Maggie Xinyue Hao
Video understanding is a fundamental ability required for artificially intelligent agents, including robots, self-driving cars, or interactive systems. Due to video's scale and temporal nature, existing techniques usually suffer from high complexity, expensive computation, and low accuracy. In this PhD, we will tackle both things at once by using attention. Learning to attend to the right parts of a video will help discard some of the least important parts, which will make processing faster. Learning to attend will likely also yield more accurate results, as it will discard information that can potentially be noisy. One of the main applications where we will test our findings is action recognition.

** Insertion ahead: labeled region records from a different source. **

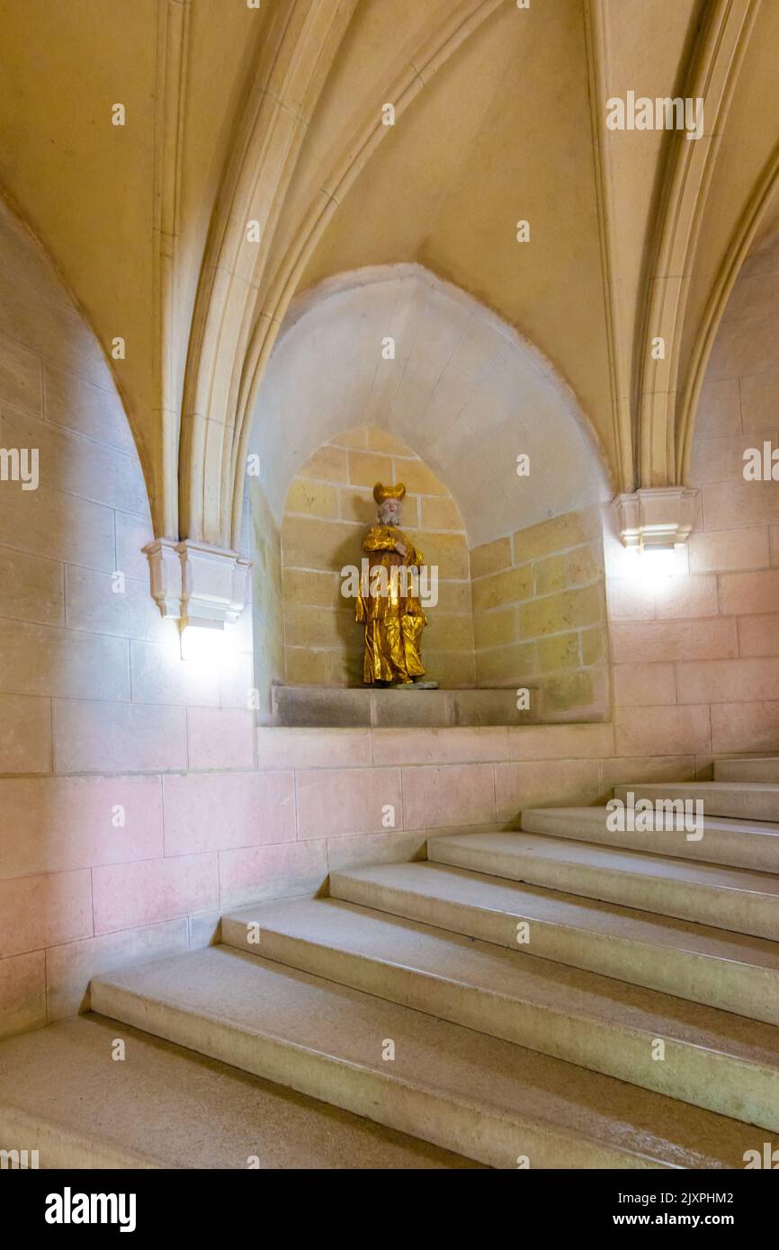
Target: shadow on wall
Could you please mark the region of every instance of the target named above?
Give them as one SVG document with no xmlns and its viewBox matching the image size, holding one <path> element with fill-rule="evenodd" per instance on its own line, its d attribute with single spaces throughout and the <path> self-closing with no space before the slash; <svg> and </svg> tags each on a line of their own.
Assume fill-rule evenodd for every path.
<svg viewBox="0 0 779 1250">
<path fill-rule="evenodd" d="M 83 1009 L 96 970 L 208 941 L 216 848 L 274 814 L 191 774 L 256 766 L 250 611 L 220 662 L 181 660 L 110 369 L 1 208 L 0 452 L 3 1036 Z"/>
</svg>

PhD, Centre for Doctoral Training in Robotics & Autonomous Systems, University of Edinburgh, 2022-2026
MSc (with Distinction), Artificial Intelligence, University of Edinburgh, 2020-2021,
BEng, Telecommunications Engineer with Management, Beijing University of Posts and Telecommunications (BUPT), 2016-2020
Before starting my PhD studies, I worked as an algorithm engineer at ByteDance and Alibaba Group in China. Besides, I also worked as a research intern in lifelong learning at Intel Labs China and Tsinghua University during my undergraduate years. My research interests lie in deep learning and computer vision, especially video understanding and spatial-temporal modeling.